Postoperative three-dimensional CT showed a more acceptable contour of the mandible (Fig. 5).
A significant change of posterior airway space (PAS) was achieved leading to normal oropharyngeal anatomy. A 3-dimensional volumetric analysis of PAS was performed using CT data, and showed a normal volume of 25.92 cc (Fig. 6).
Post-operative polysomnography showed an AH index of 8. The following 6 years were uneventful and there was a decline in dysphagia with a satisfying aesthetic result. Furthermore, the patient reported that he no longer snored.
Discussion
Osteoma of the jaws is rare. In instances of mandibular involvement, the most common sites are the angle and lower border of the body 3 4. The lesions generally arise in close proximity to areas of muscle attachment 3, as in this case. They are mostly unilateral, pedunculated, mushroom- like masses. In the present case, the origin of the osteoma could be both central and peripheral as it caused diffuse enlargement of the mandible.

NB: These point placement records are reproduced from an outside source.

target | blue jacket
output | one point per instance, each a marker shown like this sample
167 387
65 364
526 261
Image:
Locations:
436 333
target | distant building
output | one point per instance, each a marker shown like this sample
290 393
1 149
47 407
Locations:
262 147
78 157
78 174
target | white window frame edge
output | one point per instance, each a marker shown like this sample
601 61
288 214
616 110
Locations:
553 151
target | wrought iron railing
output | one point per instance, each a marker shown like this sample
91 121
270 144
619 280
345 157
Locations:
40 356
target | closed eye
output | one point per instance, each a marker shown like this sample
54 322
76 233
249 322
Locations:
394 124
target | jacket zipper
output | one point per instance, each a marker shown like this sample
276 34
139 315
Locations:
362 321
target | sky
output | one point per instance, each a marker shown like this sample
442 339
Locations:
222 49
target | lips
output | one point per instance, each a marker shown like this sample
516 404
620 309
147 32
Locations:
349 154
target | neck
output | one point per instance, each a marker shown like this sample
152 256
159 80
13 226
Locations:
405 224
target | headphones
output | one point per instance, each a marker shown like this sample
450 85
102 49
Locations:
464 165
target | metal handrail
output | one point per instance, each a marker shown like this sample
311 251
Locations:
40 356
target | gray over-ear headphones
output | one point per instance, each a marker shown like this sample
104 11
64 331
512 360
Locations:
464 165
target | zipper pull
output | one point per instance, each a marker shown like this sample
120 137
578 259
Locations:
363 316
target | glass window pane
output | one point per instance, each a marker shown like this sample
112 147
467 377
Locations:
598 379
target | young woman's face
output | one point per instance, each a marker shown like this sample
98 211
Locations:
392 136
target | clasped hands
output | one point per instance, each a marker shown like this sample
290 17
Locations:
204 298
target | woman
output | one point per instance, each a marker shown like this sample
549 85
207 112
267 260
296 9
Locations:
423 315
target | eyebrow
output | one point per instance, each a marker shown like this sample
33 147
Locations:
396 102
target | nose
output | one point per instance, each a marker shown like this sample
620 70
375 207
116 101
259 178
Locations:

Since osteomas of the skull can be part of Gardner's syndrome, this possibility has to be excluded. This syndrome is based upon the presence of numerous adenomatous colorectal polyps, soft and hard tissue abnormalities, and congenital hypertrophy of the retinal pigment 10.
Osteomas are often noted in the sixth decade, but reports range from 14 to 58 years, with a mean of 29.4 years 9.
Although the aetiology and pathogenesis of osteoma is still unclear, traumatic, congenital, inflammatory or endocrine causes have been considered as possible aetiologic factors 11. Most peripheral osteomas appear to have a very slow growth rate. They often go undetected, since they are usually asymptomatic, unless incidentally noted on a routine radiographic survey 12.
On occasion, peripheral osteomas may expand to the extent that they cause facial asymmetry and functional impairment as in the current case report.
The uniqueness of this case is related to snoring and sleep apnoea symptoms presented by the patient. In fact, he presented to our Department because of daytime sleepiness which hindered his work rather than for facial swelling.
In recent medical literature, to our knowledge, there are no cases of obstructive sleep apnoea syndrome due to mandible osteoma. We also report our experience in diagnosis, treatment and follow-up of this uncommon disease. Polysomnography, CT scan and 3-D PAS volume analysis are useful tools to study in detail the aetiology of apnoea and assess outcomes.